We left the scene after handing him over to the paramedics and giving our statements to the police, and drove home (extremely carefully) in shock about the situation that had just unfolded. I got home and burst into tears as I told Derek what had just happened. I've never been present for any accident more serious than a papercut or a twisted ankle. I'm shocked that my body knew what to do, and did it, before my brain even knew how to address the situation. I remember thinking, as I was digging the snow away and opening the door of the upside-down truck, that I had to hold it together because this situation was not about me: it was about this man who clearly needed help. It's funny how our brains can be so practical when emotions need to be put aside.
I lay awake for hours last night, reliving the situation over and over in my head, trying to wrap my thoughts around why it was so emotional for me. Nobody was seriously hurt. His truck rolled at least two times, and he didn't have a seatbelt on, and he's fine (mostly). I'm fine. Everyone is "fine" physically. But it was so, so scary. It's the kind of situation I never considered actually having to face in my life. It's the kind of thing you see in movies, and put into the "fictional" portion of your brain. Maybe it's that disconnect, between what I thought would never happen and what did happen, that's causing the emotional rift I'm struggling with.

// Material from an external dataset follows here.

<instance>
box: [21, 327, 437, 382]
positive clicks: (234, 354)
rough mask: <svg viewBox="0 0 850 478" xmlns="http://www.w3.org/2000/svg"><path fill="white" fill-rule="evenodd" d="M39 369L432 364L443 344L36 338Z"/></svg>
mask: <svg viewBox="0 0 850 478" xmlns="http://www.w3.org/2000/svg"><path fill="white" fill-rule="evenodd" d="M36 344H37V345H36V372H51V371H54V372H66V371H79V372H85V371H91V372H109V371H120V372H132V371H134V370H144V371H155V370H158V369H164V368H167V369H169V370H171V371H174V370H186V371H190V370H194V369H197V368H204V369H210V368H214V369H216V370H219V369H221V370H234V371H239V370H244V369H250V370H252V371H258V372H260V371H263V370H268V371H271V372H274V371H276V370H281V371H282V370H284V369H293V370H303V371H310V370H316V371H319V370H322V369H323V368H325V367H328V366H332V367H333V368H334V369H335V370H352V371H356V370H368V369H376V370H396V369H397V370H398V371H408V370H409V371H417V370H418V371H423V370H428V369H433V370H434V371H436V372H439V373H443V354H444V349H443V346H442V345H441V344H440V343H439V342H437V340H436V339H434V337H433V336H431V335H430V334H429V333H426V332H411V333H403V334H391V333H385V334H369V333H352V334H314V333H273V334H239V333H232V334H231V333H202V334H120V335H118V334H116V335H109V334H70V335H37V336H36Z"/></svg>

I still haven't fully processed the situation, and my entire diaphragm has been shaking like a leaf as I write about what happened. It's not everyday that I'm faced with potential death, and maybe that's what's really frightening about the situation. It's pointless to ask "what if?" in this situation, but I find myself creating all sorts of alternatives to what actually happened and being horrified at the potential there. It could have been much, much worse.
I'm sure I'll process this through the week and move on with my life, but I certainly have a renewed vigor against drunk driving. I hope all of you take your lives seriously, and those of other drivers, and please don't drive drunk — or even tipsy. It's just not worth the risk! Call a cab. Call a friend. Ask for help. Do whatever you have to do, but don't jeopardize the safety of everyone around you just because it's convenient. It won't be convenient when you're upside-down on the side of the road, waiting for someone to come dig you out.
Hopefully this wasn't too morbid for you all. I didn't want to fake it and pretend to be psyched about pancakes (although I am, because these were really really amazing) while sweeping my current feelings under the rug. Thanks for bearing with me and letting me talk about what's on my mind. Hopefully soon we'll be back to normal, although much more appreciative of my life and grateful for those around me.Print
- 1 egg
- 2 Tbsp brown sugar
- 2 Tbsp butter, melted
- 1 tsp vanilla
- 1 cup buttermilk
- 1 cup whole wheat flour
- 1 Tbsp baking powder
- ¼ tsp salt
- ¼ tsp cinnamon
- 1 cup blueberries
- Whisk together the egg and brown sugar, then add the melted butter and whisk to incorporate. Add the vanilla and buttermilk, mixing to combine.
- In a separate bowl, combine the flour, baking powder, cinnamon, and salt.
- Combine the wet and dry ingredients, taking care to not over mix.
- Heat a skillet over medium-low heat. Add a small amount of butter or oil to the pan, if it isn't non-stick. Pour the batter in, ¼ cup at a time, then top with blueberries, and cook until both sides are golden.
- Serve warm with maple syrup and extra blueberries.